Limitations & Future Work

  • Evaluation is limited to commonsense reasoning and GLUE; arithmetic reasoning, code generation, and multimodal tasks are not yet covered.
  • Only second-order expansion is explored; the effects of higher-order expansions (\(k>2\)) remain unknown.
  • Cross terms show limited contribution (87.38% vs 87.48% for square-only), indicating potential redundancy and a need for finer selection strategies.
  • Comparisons with recent Mixture-of-Experts LoRA (e.g., MELoRA) or adaptive rank methods (e.g., AdaLoRA) are missing.
  • Polynomial expansion may lead to dimension explosion at large ranks (\(C(r,2)\) grows quadratically with \(r\)), requiring research into scalability for high-rank scenarios.
  • vs LoRA: PERA is a strict generalization of LoRA that introduces high-order terms.

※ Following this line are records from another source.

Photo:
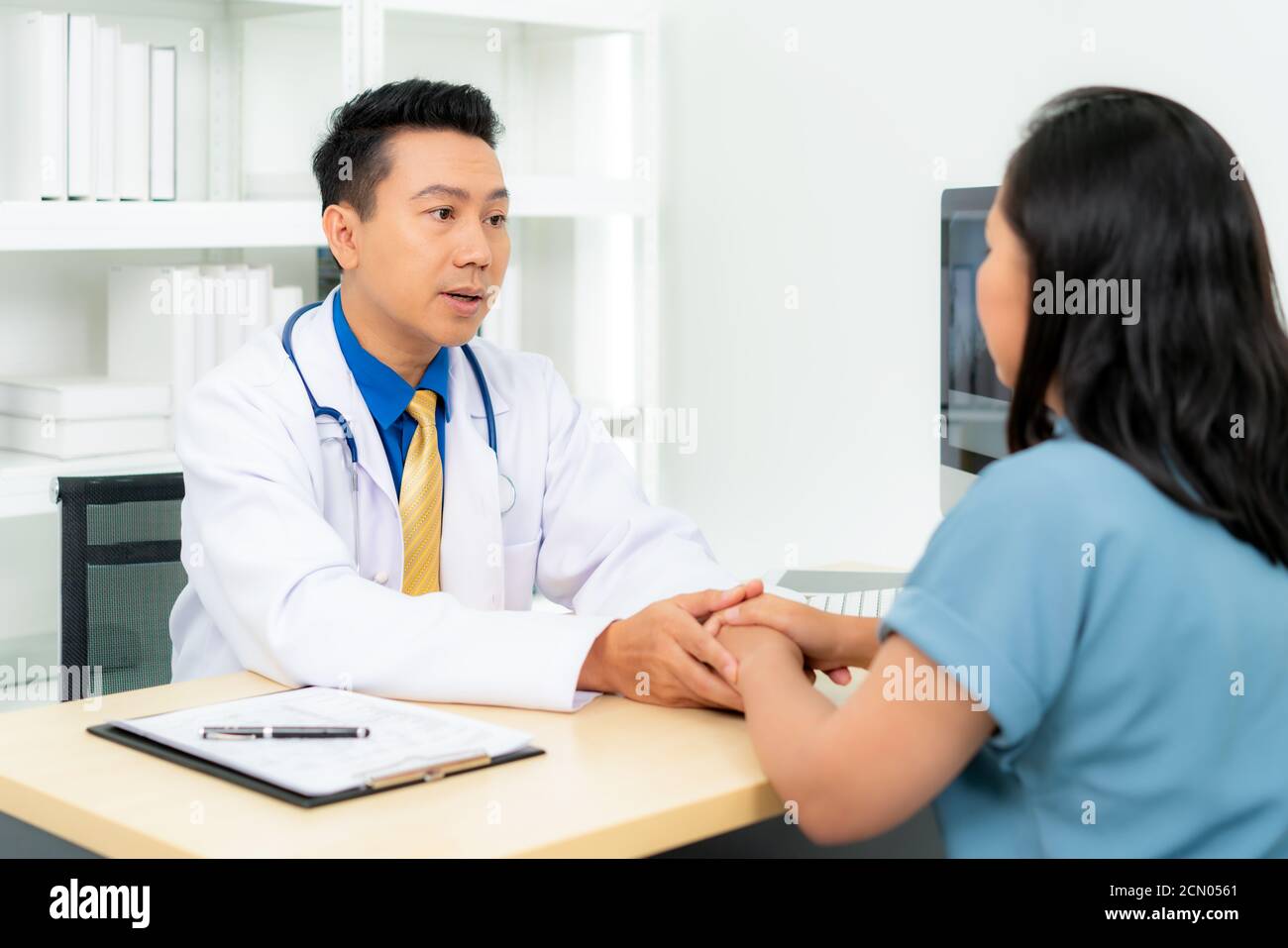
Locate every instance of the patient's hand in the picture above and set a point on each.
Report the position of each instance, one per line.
(829, 643)
(754, 644)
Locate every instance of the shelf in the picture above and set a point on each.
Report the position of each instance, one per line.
(585, 14)
(550, 196)
(158, 224)
(25, 478)
(176, 224)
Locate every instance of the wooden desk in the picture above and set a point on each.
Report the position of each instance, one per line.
(618, 779)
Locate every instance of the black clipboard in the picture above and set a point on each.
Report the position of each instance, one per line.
(138, 742)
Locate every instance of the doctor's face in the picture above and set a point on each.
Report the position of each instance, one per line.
(434, 250)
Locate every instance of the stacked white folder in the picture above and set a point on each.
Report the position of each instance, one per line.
(85, 116)
(171, 325)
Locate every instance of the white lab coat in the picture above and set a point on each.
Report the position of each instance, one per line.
(267, 531)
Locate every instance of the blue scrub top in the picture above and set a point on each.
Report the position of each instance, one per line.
(387, 395)
(1137, 660)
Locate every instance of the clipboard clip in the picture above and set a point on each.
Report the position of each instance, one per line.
(423, 773)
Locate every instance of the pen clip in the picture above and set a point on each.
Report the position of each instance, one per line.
(423, 773)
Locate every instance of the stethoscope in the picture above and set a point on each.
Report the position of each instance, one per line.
(506, 491)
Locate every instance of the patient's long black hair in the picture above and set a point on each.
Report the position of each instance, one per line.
(1122, 184)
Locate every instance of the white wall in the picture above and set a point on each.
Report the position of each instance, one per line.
(815, 168)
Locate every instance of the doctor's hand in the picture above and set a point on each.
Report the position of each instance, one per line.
(664, 656)
(831, 643)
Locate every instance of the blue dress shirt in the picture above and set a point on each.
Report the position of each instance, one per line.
(387, 395)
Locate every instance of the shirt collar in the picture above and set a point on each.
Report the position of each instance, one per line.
(385, 391)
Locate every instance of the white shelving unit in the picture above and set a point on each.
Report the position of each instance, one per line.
(576, 85)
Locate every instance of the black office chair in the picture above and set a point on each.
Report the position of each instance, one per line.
(120, 576)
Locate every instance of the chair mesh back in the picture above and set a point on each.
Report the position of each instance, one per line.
(120, 578)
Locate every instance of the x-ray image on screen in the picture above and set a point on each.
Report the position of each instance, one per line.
(975, 402)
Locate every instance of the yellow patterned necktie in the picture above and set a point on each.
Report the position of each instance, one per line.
(420, 500)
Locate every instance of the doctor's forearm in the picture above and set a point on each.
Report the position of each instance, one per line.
(595, 672)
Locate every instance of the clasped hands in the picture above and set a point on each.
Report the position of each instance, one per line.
(688, 651)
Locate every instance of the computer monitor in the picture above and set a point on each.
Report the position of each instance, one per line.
(973, 403)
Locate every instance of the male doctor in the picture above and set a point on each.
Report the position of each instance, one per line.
(347, 522)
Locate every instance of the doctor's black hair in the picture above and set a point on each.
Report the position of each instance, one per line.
(1122, 184)
(352, 158)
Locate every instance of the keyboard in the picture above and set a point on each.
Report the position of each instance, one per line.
(870, 603)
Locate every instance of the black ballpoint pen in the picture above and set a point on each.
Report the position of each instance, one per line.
(240, 732)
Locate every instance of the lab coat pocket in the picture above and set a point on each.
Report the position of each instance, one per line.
(520, 574)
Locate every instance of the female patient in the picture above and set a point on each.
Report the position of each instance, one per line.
(1115, 592)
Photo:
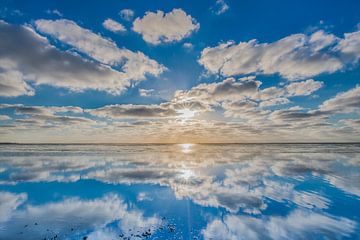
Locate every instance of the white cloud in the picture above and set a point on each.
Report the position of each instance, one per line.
(188, 45)
(127, 14)
(27, 57)
(220, 7)
(146, 92)
(297, 56)
(304, 88)
(54, 12)
(12, 83)
(4, 117)
(161, 27)
(343, 102)
(84, 214)
(8, 203)
(298, 224)
(134, 65)
(113, 26)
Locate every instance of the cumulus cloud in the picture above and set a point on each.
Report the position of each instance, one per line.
(146, 92)
(134, 65)
(228, 89)
(113, 26)
(127, 14)
(135, 111)
(220, 7)
(41, 116)
(344, 102)
(26, 57)
(297, 56)
(304, 88)
(92, 214)
(12, 83)
(161, 27)
(9, 202)
(297, 224)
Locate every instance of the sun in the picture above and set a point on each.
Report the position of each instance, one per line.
(186, 113)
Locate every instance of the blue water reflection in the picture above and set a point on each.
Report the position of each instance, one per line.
(274, 191)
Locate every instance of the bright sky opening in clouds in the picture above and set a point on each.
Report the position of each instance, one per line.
(180, 71)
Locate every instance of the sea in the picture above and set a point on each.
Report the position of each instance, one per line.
(180, 191)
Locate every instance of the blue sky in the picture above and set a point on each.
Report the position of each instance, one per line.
(179, 71)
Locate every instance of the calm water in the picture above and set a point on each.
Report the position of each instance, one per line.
(180, 191)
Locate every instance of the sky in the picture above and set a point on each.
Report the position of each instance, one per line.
(216, 71)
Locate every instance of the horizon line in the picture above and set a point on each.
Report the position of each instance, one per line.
(172, 143)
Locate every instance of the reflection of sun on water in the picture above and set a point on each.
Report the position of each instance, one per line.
(186, 147)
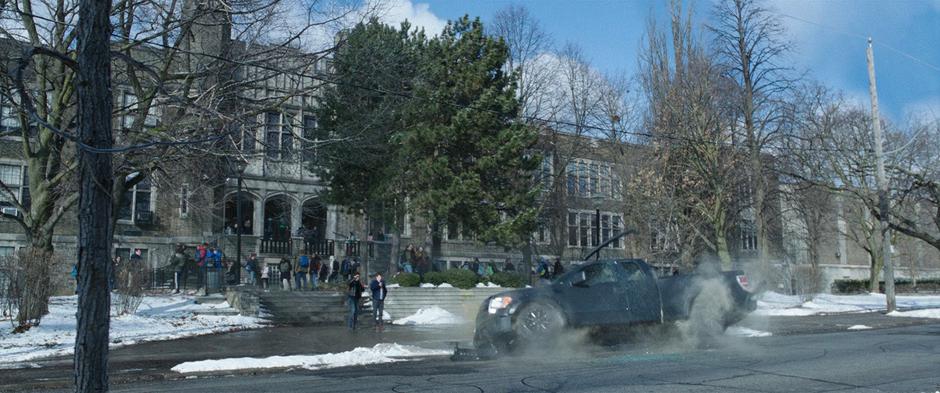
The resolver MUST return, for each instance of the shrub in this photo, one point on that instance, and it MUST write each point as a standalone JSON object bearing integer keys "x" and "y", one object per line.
{"x": 26, "y": 285}
{"x": 406, "y": 279}
{"x": 460, "y": 278}
{"x": 508, "y": 280}
{"x": 436, "y": 278}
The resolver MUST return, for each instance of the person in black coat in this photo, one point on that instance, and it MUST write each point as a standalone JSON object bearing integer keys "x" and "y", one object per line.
{"x": 379, "y": 292}
{"x": 353, "y": 297}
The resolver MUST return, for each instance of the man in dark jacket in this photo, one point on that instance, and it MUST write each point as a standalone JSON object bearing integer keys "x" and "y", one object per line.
{"x": 379, "y": 292}
{"x": 353, "y": 296}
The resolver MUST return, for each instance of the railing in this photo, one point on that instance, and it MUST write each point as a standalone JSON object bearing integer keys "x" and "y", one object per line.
{"x": 270, "y": 246}
{"x": 324, "y": 248}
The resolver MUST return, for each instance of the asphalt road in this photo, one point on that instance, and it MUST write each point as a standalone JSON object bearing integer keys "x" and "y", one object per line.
{"x": 805, "y": 354}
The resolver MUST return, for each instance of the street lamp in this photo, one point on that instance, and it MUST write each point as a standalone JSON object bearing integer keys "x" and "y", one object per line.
{"x": 240, "y": 223}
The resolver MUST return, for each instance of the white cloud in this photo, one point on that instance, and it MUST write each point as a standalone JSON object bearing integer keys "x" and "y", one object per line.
{"x": 419, "y": 15}
{"x": 925, "y": 109}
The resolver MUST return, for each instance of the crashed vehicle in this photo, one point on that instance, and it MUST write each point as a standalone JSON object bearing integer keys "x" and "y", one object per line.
{"x": 608, "y": 293}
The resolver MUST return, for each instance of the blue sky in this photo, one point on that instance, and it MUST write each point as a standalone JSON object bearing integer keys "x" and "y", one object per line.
{"x": 828, "y": 37}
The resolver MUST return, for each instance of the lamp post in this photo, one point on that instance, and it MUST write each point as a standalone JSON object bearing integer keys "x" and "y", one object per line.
{"x": 240, "y": 223}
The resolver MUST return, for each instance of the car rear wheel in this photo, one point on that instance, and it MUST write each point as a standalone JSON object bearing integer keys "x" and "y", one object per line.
{"x": 538, "y": 321}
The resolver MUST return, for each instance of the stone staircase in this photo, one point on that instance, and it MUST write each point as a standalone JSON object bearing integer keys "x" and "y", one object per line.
{"x": 465, "y": 303}
{"x": 293, "y": 307}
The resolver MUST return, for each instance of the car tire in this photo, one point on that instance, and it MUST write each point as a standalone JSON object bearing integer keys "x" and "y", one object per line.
{"x": 537, "y": 322}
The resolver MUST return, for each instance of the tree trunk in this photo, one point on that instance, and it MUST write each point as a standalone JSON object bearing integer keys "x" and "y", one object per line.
{"x": 94, "y": 206}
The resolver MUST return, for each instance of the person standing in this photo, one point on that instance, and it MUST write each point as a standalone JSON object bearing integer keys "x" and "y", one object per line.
{"x": 285, "y": 268}
{"x": 300, "y": 272}
{"x": 251, "y": 268}
{"x": 179, "y": 267}
{"x": 558, "y": 269}
{"x": 314, "y": 271}
{"x": 265, "y": 276}
{"x": 334, "y": 268}
{"x": 379, "y": 292}
{"x": 353, "y": 297}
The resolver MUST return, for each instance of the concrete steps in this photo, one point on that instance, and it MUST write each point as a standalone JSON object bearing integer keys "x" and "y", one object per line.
{"x": 465, "y": 303}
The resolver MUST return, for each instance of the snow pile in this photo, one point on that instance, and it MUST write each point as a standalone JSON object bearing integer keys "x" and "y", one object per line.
{"x": 928, "y": 313}
{"x": 433, "y": 315}
{"x": 380, "y": 353}
{"x": 739, "y": 331}
{"x": 771, "y": 303}
{"x": 158, "y": 318}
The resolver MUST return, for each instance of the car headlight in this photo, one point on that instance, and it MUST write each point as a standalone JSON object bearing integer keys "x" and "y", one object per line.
{"x": 498, "y": 303}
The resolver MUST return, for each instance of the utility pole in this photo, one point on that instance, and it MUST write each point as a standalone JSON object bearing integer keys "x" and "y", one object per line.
{"x": 881, "y": 183}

LoRA corresponds to the special case in PERA where \(\mathbf{h}=0\).
  • vs HiRA: HiRA introduces nonlinearity via Hadamard products with pre-trained weights, relying on external weight coupling; PERA introduces high-order interactions internally without external dependencies.
  • vs DoRA: DoRA decomposes magnitude and direction but remains a linear transformation; PERA introduces genuine non-linear parameter interactions.
  • vs MoRA: MoRA increases expressiveness through high-rank transformations at the cost of inference overhead; PERA maintains zero inference overhead.

Rating

  • Novelty: ⭐⭐⭐⭐ Innovative application of polynomial expansion to low-rank parameter spaces with clear theoretical analysis.
  • Experimental Thoroughness: ⭐⭐⭐⭐ Validated across multiple models and tasks with comprehensive rank, module, and data ablation.
  • Writing Quality: ⭐⭐⭐⭐ Clear methodological description, rigorous mathematical derivation, and elegant proof of the relationship with LoRA.
  • Value: ⭐⭐⭐⭐ Provides a simple and effective enhancement to LoRA with high practical utility.